Crew abandons ship attacked in the Red Sea, UK military says
The U.S. Navy's Mideast-based 5th Fleet referred questions to the military's Central Command, which said it was aware of the incident without elaborating.
Moammar al-Eryani, the information minister for Yemen's exiled government opposing the Houthis, identified the vessel attacked as the Magic Seas and blamed the rebels for the attack. The ship had been broadcasting it had an armed security team on board in the vicinity the attack took place and had been heading north.
'The attack also proves once again that the Houthis are merely a front for an Iranian scheme using Yemen as a platform to undermine regional and global stability, at a time when Tehran continues to arm the militia and provide it with military technology, including missiles, aircraft, drones, and sea mines,' al-Eryani wrote on the social platform X.
The Magic Seas' owners did not respond to a request for comment.
The Houthi rebels have been launching missile and drone attacks against commercial and military ships in the region in what the group's leadership has described as an effort to end Israel's offensive against Hamas in the Gaza Strip.

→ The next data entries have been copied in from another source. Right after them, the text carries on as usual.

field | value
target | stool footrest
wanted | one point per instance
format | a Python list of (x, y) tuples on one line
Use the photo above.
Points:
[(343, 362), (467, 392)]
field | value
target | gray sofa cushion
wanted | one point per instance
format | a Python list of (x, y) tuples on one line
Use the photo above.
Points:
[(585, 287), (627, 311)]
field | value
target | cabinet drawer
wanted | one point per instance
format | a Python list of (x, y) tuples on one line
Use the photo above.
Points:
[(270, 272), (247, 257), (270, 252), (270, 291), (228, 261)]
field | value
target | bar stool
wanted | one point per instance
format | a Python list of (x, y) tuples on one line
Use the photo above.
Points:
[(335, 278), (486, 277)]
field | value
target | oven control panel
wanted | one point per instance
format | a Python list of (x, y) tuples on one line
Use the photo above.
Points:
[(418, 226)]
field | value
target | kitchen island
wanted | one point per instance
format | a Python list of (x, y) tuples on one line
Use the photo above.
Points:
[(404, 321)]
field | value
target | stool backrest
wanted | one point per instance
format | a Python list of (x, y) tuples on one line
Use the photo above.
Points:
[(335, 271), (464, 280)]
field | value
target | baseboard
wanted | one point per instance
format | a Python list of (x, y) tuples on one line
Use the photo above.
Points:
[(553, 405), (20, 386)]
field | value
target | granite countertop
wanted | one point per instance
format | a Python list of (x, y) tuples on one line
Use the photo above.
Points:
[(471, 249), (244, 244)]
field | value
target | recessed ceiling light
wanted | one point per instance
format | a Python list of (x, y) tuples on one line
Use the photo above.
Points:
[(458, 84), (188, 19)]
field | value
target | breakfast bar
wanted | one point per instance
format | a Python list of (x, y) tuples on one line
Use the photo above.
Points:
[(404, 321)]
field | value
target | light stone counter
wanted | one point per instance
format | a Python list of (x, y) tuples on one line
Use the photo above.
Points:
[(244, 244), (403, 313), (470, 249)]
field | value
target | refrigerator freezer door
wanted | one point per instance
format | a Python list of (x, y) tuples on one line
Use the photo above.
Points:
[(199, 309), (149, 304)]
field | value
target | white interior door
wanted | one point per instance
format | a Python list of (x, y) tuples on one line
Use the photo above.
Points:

The group's al-Masirah satellite news channel acknowledged the attack occurred, but offered no other comment on it as it aired a speech by its secretive leader, Abdul Malik al-Houthi. However, Ambrey said the vessel targeted met 'the established Houthi target profile,' without elaborating.
Between November 2023 and January 2025, the Houthis targeted more than 100 merchant vessels with missiles and drones, sinking two of them and killing four sailors. That has greatly reduced the flow of trade through the Red Sea corridor, which typically sees $1 trillion of goods move through it annually.